Employee shall perform and discharge his duties in a businesslike manner and
faithfully as an officer of Employer, and shall be subject to the supervision
and direction of the Chief Executive Officer of Employer.
2.02 Full-Time Employment. Subject to the provisions set forth below,
Employee shall devote his productive time, ability and attention to the
business of Employer during the Term. Employee shall not, directly and
indirectly, during the Term render any services of a business, commercial or
professional nature to any other person, corporation, firm or organization,
whether for compensation or otherwise, without the prior written consent of the
Chief Executive Officer of Employer.
ARTICLE III
COMPENSATION AND BENEFITS
3.01 Base Salary.
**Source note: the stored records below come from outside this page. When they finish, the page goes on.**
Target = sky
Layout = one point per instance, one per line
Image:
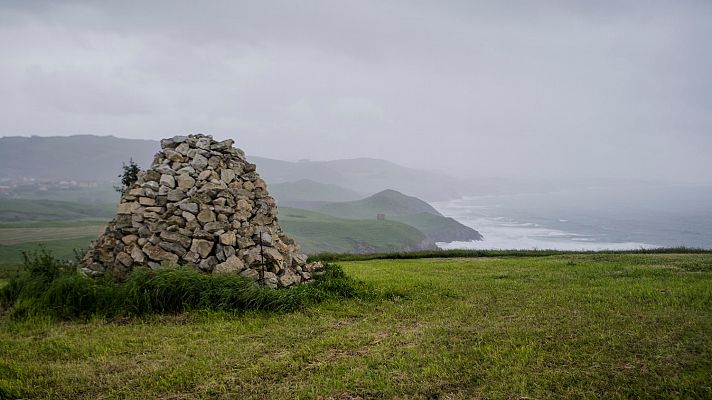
(549, 89)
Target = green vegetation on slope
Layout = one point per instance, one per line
(317, 232)
(12, 210)
(407, 209)
(47, 286)
(565, 326)
(439, 228)
(387, 202)
(309, 190)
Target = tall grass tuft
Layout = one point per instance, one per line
(48, 286)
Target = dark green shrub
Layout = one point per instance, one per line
(47, 286)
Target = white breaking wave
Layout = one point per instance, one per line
(503, 233)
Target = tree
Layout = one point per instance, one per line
(128, 177)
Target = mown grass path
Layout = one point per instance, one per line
(565, 326)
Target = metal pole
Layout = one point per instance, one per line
(262, 256)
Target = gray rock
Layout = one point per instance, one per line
(185, 181)
(228, 238)
(168, 180)
(174, 248)
(199, 162)
(190, 207)
(158, 254)
(202, 247)
(206, 216)
(231, 264)
(175, 237)
(208, 264)
(175, 195)
(250, 274)
(289, 278)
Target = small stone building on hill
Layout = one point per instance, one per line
(200, 203)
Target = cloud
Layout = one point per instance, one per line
(554, 89)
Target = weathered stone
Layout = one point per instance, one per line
(137, 255)
(175, 195)
(288, 278)
(188, 216)
(199, 162)
(129, 239)
(227, 175)
(168, 180)
(250, 274)
(185, 181)
(127, 208)
(158, 254)
(202, 247)
(270, 280)
(200, 195)
(208, 264)
(124, 259)
(228, 238)
(206, 216)
(231, 264)
(175, 237)
(190, 207)
(174, 248)
(147, 201)
(182, 149)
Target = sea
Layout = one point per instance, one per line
(617, 217)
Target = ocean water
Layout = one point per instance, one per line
(592, 218)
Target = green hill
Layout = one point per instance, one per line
(407, 209)
(389, 202)
(439, 228)
(309, 190)
(317, 232)
(49, 210)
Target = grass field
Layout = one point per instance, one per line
(317, 232)
(562, 326)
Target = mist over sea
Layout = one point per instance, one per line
(591, 218)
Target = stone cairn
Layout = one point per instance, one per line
(200, 203)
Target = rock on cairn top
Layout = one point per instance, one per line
(200, 203)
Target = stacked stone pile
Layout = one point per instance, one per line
(200, 203)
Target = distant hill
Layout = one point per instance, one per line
(398, 207)
(309, 190)
(364, 175)
(82, 157)
(99, 159)
(12, 210)
(317, 232)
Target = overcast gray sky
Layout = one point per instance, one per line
(530, 88)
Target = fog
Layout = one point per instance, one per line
(557, 89)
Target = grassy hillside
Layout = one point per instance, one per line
(99, 158)
(407, 209)
(42, 210)
(439, 228)
(389, 202)
(317, 232)
(81, 157)
(309, 190)
(566, 326)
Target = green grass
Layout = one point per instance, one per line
(317, 232)
(12, 210)
(63, 248)
(560, 326)
(47, 286)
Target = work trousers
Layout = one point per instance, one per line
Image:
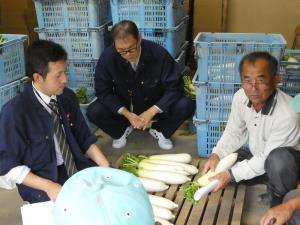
(282, 168)
(167, 122)
(295, 219)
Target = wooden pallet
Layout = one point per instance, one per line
(224, 207)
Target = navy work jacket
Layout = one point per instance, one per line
(26, 137)
(157, 80)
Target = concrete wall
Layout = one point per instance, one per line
(264, 16)
(255, 16)
(18, 17)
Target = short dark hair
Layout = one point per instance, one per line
(124, 28)
(40, 53)
(254, 56)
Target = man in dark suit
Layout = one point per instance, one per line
(137, 82)
(44, 138)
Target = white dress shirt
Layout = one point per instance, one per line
(134, 66)
(276, 125)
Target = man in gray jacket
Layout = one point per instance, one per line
(261, 115)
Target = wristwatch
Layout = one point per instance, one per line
(231, 176)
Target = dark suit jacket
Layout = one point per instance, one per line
(26, 137)
(157, 80)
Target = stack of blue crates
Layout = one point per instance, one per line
(81, 27)
(217, 78)
(290, 72)
(160, 21)
(12, 67)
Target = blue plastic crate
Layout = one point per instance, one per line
(10, 90)
(208, 135)
(172, 38)
(83, 108)
(219, 54)
(180, 59)
(290, 72)
(72, 13)
(81, 73)
(148, 13)
(80, 43)
(12, 64)
(213, 100)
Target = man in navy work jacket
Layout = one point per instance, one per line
(137, 82)
(31, 154)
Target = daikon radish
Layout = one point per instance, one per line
(162, 221)
(162, 202)
(166, 177)
(224, 164)
(162, 212)
(162, 167)
(151, 185)
(180, 157)
(187, 167)
(191, 188)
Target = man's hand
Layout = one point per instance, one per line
(224, 178)
(282, 213)
(52, 190)
(136, 121)
(211, 163)
(148, 115)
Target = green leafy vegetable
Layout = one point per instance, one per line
(81, 95)
(188, 87)
(2, 39)
(188, 190)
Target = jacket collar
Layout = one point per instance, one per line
(269, 106)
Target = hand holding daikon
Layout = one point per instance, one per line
(190, 189)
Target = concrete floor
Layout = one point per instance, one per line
(142, 143)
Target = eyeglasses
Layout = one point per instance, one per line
(130, 50)
(248, 83)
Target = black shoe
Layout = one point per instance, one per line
(265, 199)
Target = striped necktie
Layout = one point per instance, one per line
(62, 140)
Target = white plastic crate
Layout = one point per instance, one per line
(12, 62)
(148, 13)
(81, 73)
(10, 90)
(219, 54)
(72, 13)
(80, 43)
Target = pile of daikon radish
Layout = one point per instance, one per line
(156, 173)
(190, 188)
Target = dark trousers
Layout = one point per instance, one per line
(282, 168)
(167, 122)
(295, 219)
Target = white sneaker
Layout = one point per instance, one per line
(163, 142)
(121, 142)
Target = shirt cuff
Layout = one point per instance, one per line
(160, 111)
(120, 110)
(17, 174)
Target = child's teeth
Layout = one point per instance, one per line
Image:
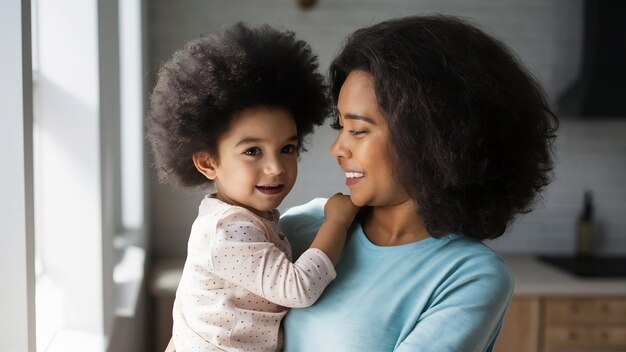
(354, 174)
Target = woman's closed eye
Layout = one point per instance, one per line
(357, 132)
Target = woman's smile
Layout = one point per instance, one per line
(353, 177)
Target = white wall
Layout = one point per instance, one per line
(546, 35)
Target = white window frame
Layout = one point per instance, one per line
(113, 248)
(17, 326)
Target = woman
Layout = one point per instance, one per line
(444, 138)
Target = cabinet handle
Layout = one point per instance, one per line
(605, 308)
(604, 335)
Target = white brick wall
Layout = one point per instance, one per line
(545, 34)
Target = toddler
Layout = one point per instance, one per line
(232, 110)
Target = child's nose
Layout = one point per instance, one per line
(274, 166)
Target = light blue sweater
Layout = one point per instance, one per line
(447, 294)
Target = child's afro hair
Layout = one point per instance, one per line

As compensation for services rendered and Employee's
covenants and agreements under this Agreement, Employee shall be entitled to
receive a base salary of one-hundred thirty thousand ($130,000) dollars per
year, payable in equal semi-monthly installments. The base salary of Employee
may be increased from time to time at the sole discretion of Employer.
3.02 Benefit Plans. During the Term, and thereafter, to the extent
provided in the applicable plan or under applicable law, Employer agrees to
include Employee in any retirement, insurance and health benefit plans adopted
by Employer for the benefit of the senior employees of Employer. Employer may
enter into and revise these plans in its sole discretion.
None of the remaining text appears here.